Radiant will operate as an intact fully functioning business within NCR with the same people and leaders we have today. This will ensure minimal disruption to our business.

 

   

Accelerated growth and being part of a larger organization means more opportunity for our people.

 

   

Compensation and benefits will remain the same for 12 months after close. We will evaluate the compensation and benefit programs at both companies to determine an equitable approach for the future.

 

   

We acknowledge there will be some cost efficiencies resulting from bringing the two companies together.

 

   

Do not assume anything about job loss

 

   

It is too early in the process to know where and how many.

 

   

We are committed to being open and honest and will communicate more about job loss when we know it.

 

   

Both organizations are committed to keeping the best people. As we identify redundancies, we will ensure that employees at both companies are considered and the most qualified individuals will be retained.

 

   

Both organizations are growing and actively hiring. Displaced employees will be considered ahead of outside hires for open positions.

 

   

Severance benefits will be provided for anyone who is terminated as a result of this merger.

 

   

This deal is pending regulatory approval, and it is business as usual until close which is anticipated sometime in Q3 (45-60 days from announcement). Until the closing, you must continue to fulfill your duties for Radiant alone and must not take direction from NCR or any of its employees or representatives about how to conduct Radiant business.

Important Information about the Tender Offer

The Offer described herein has not yet commenced, and the information attached is neither an offer to purchase nor a solicitation of an offer to sell securities. At the time the Offer is commenced, NCR will


cause Radiant Acquisition Corporation to file a tender offer statement on Schedule TO with the SEC. Investors and Radiant shareholders are strongly advised to read the tender offer statement (including an offer to purchase, letter of transmittal and related tender offer documents) and the related solicitation/recommendation statement on Schedule 14D-9 that will be filed by Radiant with the SEC, because they will contain important information. These documents will be available at no charge on the SEC’s website at www.sec.gov. A copy of the tender offer statement and the solicitation/recommendation statement will be made available free of charge to all shareholders of Radiant Systems, Inc. at www.radiantsystems.com or by contacting Radiant Systems, Inc. at 3925 Brookside Parkway, Alpharetta, Georgia 30022, Attn: Investor Relations Director, (770) 576-6000.

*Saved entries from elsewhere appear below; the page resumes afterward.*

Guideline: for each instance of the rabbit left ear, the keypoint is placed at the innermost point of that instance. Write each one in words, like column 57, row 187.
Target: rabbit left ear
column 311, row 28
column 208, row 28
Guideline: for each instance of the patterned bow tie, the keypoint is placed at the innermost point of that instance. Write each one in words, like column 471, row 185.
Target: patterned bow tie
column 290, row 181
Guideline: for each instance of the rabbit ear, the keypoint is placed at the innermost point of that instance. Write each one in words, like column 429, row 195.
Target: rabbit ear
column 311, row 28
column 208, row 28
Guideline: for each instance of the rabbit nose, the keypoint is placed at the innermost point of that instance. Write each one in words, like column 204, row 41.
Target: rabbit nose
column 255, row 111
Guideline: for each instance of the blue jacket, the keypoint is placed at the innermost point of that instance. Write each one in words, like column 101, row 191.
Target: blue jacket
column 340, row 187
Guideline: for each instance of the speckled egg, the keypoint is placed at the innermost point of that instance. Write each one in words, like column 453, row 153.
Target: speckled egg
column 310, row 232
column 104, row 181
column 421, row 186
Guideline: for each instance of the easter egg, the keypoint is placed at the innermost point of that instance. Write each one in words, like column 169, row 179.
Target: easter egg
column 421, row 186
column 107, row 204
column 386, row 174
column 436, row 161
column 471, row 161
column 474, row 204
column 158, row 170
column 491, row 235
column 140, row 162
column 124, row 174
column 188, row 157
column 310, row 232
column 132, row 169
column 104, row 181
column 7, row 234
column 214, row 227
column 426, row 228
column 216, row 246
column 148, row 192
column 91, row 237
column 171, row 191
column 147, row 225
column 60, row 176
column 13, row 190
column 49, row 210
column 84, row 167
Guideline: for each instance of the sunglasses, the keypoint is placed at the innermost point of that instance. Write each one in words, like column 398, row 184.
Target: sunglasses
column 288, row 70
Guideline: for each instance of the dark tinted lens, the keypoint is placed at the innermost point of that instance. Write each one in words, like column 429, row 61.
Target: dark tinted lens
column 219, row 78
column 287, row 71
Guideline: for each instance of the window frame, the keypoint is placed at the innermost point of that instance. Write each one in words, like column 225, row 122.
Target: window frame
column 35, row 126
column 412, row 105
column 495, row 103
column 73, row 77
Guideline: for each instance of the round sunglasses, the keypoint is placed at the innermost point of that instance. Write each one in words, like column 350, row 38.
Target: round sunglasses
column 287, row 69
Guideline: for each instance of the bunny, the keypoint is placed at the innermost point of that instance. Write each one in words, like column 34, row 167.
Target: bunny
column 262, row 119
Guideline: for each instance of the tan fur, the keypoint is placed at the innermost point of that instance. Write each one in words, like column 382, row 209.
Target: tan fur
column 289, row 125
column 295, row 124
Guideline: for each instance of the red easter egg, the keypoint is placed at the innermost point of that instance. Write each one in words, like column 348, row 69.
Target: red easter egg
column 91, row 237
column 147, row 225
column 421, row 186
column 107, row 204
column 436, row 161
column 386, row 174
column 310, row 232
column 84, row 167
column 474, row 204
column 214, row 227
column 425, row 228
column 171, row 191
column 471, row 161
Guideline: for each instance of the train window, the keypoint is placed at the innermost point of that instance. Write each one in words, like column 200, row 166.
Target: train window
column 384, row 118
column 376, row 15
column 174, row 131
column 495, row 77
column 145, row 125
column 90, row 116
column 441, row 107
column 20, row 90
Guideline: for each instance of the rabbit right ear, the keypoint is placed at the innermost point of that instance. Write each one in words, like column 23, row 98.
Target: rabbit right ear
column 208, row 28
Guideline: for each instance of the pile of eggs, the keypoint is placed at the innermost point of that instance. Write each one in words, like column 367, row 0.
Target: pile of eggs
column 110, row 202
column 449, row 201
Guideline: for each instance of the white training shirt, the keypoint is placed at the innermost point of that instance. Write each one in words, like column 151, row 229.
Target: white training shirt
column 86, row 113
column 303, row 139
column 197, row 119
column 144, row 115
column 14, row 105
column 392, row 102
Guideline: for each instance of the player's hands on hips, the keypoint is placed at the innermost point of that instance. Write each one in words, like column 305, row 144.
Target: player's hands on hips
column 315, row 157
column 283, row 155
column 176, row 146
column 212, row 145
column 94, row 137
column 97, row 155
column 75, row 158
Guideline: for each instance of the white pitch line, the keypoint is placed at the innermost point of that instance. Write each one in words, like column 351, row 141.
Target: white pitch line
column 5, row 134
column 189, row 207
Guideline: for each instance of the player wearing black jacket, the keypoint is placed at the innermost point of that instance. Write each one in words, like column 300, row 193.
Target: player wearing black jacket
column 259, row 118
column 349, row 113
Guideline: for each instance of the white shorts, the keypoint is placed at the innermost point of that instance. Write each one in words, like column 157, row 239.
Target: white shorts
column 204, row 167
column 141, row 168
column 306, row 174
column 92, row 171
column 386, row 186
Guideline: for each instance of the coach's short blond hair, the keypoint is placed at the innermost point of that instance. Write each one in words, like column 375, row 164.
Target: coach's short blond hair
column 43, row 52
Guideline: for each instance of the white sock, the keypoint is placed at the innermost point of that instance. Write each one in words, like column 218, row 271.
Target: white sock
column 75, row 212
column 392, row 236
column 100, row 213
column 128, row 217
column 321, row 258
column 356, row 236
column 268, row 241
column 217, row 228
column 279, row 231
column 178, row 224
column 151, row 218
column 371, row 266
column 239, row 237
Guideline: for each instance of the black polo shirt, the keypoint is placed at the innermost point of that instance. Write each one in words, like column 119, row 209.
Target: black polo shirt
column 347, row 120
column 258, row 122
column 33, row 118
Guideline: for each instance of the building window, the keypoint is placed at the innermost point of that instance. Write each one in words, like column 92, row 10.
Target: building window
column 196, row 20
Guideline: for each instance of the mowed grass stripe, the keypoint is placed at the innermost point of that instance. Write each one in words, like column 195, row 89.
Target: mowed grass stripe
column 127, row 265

Statement on Cautionary Factors

Except for the historical information presented herein, matters discussed herein may constitute forward-looking statements that are subject to certain risks and uncertainties that could cause actual results to differ materially from any future results, performance or achievements expressed or implied by such statements. Statements that are not historical facts, including statements preceded by, followed by, or that include the words “future”; “anticipate”; “potential”; “believe”; or similar statements are forward-looking statements. Risks and uncertainties include uncertainties as to the timing of the tender offer and merger; uncertainties as to how many of the Radiant shareholders will tender their stock in the offer; the risk that competing offers will be made; the possibility that various closing conditions for the transaction may not be satisfied or waived, including that a governmental entity may prohibit, delay or refuse to grant approval for the consummation of the transaction; the effects of disruption from the transaction making it more difficult to maintain relationships with employees, customers, business partners or governmental entities; as well as risks detailed from time to time in Radiant’s public disclosure filings with the SEC, including its Annual Report on Form 10-K for the fiscal year ended December 31, 2010, subsequent quarterly filings on Form 10-Q and the solicitation/recommendation statement to be filed in connection with the tender offer. The information contained herein is as of July 11, 2011. Radiant disclaims any intent or obligation to update any forward-looking statements as a result of developments occurring after the filing of this information or otherwise, except as expressly required by law. Copies of Radiant’s public disclosure filings are available from its investor relations department.